Ruta de Mejora Escolar. Corresponsabilidad

(19 de agosto de 2014)
 
 

El Sistema Mexicano ha puesto énfasis en la educación básica, los resultados educativos no son satisfactorios, prevalecen deficiencias en los resultados de logro académico, insuficiencia de infraestructura, baja calidad en la formación magisterial, escasez de recursos didácticos y tecnológicos, falta de liderazgo de directivos y supervisores, exceso de programas, entre una lista de causas, posicionan a estudiantes, docentes y la educación de los mexicanos, en situaciones de desventaja tanto a nivel de desempeño escolar como de funcionamiento en la vida diaria. ¿Qué pasó? ¿Cuál es la situación actual? ¿Hacia dónde va la educación? Hacer un alto para cambiar el rumbo es necesario. Tiene sus costos no sólo desde lo económico sino en lo cultural, laboral y social. Vale la pena, cimentar un presente seguro a la generación de niños y jóvenes; la sociedad y la nación lo requiere.

La continuidad de la vida en los planteles muestra un dinamismo sin precedente; desde hace varios días, directivos y docentes de educación básica están inmersos en un proceso de análisis, reflexión, autoevaluación y toma de decisiones para iniciar con entusiasmo y con claridad en las acciones para este  nuevo ciclo escolar.

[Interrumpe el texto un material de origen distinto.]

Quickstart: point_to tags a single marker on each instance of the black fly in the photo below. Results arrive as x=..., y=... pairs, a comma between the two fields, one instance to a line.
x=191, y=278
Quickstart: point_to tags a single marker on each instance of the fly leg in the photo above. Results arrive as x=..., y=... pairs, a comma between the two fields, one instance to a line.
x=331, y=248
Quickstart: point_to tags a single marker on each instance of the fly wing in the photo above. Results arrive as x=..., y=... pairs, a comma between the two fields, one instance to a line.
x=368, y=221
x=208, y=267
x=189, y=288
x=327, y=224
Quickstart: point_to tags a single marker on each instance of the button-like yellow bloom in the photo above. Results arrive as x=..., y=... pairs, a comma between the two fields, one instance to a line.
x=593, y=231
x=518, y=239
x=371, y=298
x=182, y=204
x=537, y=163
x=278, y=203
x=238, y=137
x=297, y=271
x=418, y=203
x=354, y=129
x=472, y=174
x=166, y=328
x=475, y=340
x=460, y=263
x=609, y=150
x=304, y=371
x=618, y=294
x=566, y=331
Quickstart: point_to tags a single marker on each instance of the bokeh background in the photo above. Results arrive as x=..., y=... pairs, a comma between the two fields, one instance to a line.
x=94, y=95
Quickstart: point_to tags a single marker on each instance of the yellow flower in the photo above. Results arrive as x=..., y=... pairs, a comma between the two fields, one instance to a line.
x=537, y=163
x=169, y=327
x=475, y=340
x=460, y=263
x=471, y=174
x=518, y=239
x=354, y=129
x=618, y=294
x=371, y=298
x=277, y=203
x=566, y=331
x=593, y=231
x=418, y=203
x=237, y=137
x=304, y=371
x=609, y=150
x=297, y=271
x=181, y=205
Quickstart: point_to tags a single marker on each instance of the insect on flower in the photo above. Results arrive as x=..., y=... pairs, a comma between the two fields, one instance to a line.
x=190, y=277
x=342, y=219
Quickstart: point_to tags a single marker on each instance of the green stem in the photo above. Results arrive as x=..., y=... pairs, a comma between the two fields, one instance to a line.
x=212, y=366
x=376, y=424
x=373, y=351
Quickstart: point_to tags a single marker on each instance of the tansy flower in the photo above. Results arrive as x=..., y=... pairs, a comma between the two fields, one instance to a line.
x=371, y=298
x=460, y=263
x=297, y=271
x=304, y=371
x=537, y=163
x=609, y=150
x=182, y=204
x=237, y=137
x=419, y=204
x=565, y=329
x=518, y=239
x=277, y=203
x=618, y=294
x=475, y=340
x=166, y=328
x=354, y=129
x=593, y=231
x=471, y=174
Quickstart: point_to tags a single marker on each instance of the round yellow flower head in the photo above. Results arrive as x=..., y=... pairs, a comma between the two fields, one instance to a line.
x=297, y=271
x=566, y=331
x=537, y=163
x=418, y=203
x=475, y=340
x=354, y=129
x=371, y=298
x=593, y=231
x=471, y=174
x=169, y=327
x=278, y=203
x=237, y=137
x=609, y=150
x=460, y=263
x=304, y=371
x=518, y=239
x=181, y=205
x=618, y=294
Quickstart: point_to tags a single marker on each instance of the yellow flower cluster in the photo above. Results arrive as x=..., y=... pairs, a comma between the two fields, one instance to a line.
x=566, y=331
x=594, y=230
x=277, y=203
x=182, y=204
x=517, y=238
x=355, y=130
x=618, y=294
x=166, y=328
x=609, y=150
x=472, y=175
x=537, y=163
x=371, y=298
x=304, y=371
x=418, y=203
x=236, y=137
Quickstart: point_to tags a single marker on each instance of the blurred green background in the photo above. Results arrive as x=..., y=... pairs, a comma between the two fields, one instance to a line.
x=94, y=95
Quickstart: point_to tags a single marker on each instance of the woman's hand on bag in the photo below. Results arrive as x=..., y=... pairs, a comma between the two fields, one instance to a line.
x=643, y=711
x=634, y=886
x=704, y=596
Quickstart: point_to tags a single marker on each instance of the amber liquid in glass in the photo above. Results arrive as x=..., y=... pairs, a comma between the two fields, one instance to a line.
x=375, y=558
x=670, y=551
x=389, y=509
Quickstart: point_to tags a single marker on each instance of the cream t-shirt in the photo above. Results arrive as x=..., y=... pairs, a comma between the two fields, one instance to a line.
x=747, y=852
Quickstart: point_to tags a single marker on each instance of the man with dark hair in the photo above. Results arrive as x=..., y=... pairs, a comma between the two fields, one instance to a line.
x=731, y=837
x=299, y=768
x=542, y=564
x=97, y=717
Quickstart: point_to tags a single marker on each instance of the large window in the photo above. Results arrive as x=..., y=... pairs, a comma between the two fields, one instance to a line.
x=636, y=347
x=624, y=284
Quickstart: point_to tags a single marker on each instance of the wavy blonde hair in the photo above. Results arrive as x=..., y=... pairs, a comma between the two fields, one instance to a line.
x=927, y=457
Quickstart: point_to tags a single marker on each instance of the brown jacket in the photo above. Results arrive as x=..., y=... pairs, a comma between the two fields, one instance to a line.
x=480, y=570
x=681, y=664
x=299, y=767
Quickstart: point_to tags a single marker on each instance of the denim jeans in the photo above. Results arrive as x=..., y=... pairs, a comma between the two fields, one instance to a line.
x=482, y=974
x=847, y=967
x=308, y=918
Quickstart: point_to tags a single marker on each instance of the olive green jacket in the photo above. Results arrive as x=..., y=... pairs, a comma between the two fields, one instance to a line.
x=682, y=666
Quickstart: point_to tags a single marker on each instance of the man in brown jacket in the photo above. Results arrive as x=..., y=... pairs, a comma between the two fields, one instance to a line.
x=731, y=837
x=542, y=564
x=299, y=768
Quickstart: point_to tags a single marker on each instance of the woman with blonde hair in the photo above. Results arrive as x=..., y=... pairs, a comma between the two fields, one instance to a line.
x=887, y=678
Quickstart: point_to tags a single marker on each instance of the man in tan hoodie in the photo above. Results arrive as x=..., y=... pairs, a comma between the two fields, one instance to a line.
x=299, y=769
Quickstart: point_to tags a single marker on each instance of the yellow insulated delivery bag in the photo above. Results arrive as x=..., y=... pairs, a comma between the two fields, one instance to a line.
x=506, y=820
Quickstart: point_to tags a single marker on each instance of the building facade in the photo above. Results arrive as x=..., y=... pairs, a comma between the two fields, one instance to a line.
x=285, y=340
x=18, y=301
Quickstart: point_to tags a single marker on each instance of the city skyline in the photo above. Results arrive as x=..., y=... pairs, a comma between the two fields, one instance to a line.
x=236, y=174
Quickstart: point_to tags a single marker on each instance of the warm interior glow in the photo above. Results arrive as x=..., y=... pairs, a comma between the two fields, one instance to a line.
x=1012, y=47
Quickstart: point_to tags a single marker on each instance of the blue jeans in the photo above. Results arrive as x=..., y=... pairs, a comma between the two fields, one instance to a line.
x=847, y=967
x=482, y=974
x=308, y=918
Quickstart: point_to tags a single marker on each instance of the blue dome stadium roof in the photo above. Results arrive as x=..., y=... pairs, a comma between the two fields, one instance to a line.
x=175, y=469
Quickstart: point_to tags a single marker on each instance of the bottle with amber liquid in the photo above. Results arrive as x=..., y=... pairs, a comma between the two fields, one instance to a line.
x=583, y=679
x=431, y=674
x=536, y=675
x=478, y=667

La implementación de tareas derivadas del marco normativo vigente para la educación en el país, sugiere entre otras condiciones, el fortalecimiento a los Consejos Técnicos Escolares, como el espacio idóneo para que el colectivo docente dedique tiempo al diagnóstico de su realidad, identifique en qué aspectos avanzaron, poco o mucho, sí lograron los objetivos planteados, por qué sí o debido a qué factores no se alcanzaron las metas; sin duda, un ejercicio  de autoevaluación,  discusión y hasta de confrontación, ¿qué se pretende con trabajo previo al inicio de clases? Seguramente habrá infinidad de respuestas, unas en contra, otras a favor, lo valioso es aprovechar los días precedentes a la llegada de los estudiantes a las aulas, para compartir experiencias profesionales, determinar las prioridades (mejora de aprendizajes, ausentismo, rezago y abandono escolar, convivencia escolar) acordar conjuntamente las acciones a realizar y las metas a alcanzar.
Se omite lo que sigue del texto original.